Denormalization: This method is used to make changes to the database structure to improve performance. This can include adding extra columns or tables, or making changes to the way data is stored.

SQL tuning: This method is used to optimize the SQL queries used to access the data. This can include making changes to the queries, or adding indexes to the database to make it faster.

Master-Slave Replication

Master-slave replication is a method of scaling a database by creating multiple copies of the same data and distributing them across different servers. This allows for increased performance and availability, as well as the ability to handle increased traffic and load.

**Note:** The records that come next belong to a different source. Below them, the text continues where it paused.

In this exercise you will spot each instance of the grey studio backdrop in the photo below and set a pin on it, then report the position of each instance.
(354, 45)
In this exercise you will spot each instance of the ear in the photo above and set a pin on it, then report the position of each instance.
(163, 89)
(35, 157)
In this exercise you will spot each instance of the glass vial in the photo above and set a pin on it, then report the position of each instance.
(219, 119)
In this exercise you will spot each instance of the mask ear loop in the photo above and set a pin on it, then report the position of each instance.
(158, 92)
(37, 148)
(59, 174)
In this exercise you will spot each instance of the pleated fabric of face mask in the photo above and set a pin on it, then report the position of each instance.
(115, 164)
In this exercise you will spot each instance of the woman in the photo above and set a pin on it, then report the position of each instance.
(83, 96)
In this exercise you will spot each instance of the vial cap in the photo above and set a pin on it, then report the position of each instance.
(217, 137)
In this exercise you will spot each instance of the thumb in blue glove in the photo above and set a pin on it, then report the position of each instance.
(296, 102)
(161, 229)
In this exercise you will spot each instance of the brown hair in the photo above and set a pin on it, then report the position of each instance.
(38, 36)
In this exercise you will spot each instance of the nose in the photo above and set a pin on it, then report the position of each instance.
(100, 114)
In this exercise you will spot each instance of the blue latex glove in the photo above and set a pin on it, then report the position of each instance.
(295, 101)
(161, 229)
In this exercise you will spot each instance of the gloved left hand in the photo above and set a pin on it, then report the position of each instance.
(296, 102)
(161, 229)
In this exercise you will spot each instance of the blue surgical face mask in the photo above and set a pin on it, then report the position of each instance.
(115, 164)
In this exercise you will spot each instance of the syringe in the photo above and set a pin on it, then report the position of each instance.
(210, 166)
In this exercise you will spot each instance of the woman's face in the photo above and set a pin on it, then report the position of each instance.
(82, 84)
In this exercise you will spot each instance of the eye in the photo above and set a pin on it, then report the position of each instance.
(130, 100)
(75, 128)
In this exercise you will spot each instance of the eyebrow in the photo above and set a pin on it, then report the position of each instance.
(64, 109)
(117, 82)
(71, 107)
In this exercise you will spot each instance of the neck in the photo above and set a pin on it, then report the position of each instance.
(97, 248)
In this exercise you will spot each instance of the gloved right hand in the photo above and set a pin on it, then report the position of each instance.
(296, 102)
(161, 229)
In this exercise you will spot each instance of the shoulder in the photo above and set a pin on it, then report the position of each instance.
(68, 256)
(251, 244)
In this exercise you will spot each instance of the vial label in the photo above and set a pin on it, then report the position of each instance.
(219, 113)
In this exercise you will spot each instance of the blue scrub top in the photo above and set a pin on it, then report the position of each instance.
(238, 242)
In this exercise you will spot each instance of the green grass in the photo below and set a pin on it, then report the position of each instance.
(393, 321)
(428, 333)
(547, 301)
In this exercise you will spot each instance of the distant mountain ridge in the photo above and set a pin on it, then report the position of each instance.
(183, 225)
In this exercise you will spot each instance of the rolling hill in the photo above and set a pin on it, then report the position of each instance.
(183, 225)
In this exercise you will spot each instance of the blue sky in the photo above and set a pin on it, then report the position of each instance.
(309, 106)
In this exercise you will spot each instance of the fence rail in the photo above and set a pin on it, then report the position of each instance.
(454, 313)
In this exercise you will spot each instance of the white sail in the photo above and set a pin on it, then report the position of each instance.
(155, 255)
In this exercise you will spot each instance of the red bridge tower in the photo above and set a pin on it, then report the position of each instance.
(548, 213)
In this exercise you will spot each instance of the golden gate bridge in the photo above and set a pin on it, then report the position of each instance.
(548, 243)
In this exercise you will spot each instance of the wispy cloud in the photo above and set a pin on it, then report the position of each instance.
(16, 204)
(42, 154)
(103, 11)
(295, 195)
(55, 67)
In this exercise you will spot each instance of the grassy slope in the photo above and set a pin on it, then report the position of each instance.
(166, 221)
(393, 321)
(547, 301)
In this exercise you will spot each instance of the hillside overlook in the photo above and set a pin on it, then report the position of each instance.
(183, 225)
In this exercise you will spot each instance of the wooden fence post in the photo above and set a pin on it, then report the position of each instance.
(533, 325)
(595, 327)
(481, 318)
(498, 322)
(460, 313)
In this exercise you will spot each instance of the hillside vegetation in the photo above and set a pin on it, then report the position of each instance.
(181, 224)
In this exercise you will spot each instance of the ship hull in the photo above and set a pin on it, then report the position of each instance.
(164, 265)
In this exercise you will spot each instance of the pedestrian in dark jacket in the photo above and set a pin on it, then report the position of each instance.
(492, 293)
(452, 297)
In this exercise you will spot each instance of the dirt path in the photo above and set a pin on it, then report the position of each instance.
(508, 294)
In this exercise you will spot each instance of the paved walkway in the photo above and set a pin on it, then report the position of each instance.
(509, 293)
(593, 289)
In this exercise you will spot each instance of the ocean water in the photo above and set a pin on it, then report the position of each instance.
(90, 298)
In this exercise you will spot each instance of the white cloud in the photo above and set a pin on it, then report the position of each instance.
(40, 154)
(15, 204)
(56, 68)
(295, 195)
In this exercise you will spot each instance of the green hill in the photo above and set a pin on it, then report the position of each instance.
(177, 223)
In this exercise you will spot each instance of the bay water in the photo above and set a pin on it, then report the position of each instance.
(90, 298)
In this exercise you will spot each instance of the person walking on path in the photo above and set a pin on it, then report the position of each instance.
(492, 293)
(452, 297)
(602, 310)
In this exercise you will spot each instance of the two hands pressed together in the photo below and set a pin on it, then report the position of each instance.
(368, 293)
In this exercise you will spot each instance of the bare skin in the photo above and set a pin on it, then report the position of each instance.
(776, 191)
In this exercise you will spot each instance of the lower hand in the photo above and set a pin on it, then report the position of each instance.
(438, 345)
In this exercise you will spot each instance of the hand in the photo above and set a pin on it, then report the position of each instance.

In master-slave replication, one server, called the master, acts as the primary source of data. All write operations, such as inserting, updating, and deleting data, are performed on the master. The master then replicates these changes to one or more slave servers, which act as read-only copies of the master's data.

When a change is made to the master, it is written to the binary log, a special file that contains a record of all changes made to the master. The slave servers then connect to the master and retrieve the changes from the binary log, applying them to their own copy of the data.

There are several benefits to using master-slave replication for database scaling:

  • Increased performance: By distributing read operations across multiple slave servers, the load on the master is reduced, allowing for faster read performance.
  • High availability: If the master server goes down, one of the slaves can be promoted to take its place, minimizing downtime.
  • Easy scalability: Additional slave servers can be added as needed to handle increased traffic and load.

There are also some potential drawbacks to master-slave replication:

  • Increased complexity: Setting up and maintaining multiple servers can be more complex than managing a single server.
  • Data inconsistencies: In some cases, data on the slaves may not be an exact copy of the data on the master, due to replication lag or other factors.
  • Limited write performance: Since all writes must be performed on the master, write performance may be limited.

Master-Master Replication

In Master-Master replication, there are two or more servers that act as Masters, each with the ability to read and write to the database. Each server maintains its own set of binary logs, and they communicate with each other to synchronize their data. When a change is made to one Master, it is written to its binary log, and then the other Master server retrieves the changes from the binary log and applies them to its own copy of the data.

There are several benefits to using Master-Master replication for database scaling:

  • Increased performance: By distributing read and write operations across multiple Master servers, the load on any one server is reduced, allowing for faster performance.
  • High availability: If one of the Master servers goes down, the other Master can continue to handle requests, minimizing downtime.
  • Improved scalability: Additional Master servers can be added as needed to handle increased traffic and load.

However, there are also some potential drawbacks to Master-Master replication:

  • Increased complexity: Setting up and maintaining multiple Master servers can be more complex than managing a single Master.
  • Data inconsistencies: In some cases, data on the Master servers may not be an exact copy of each other, due to replication lag or other factors.
  • Conflict Resolution: Master-Master replication can lead to conflicts when the same data is updated on multiple Masters simultaneously. This requires a conflict resolution mechanism to be in place.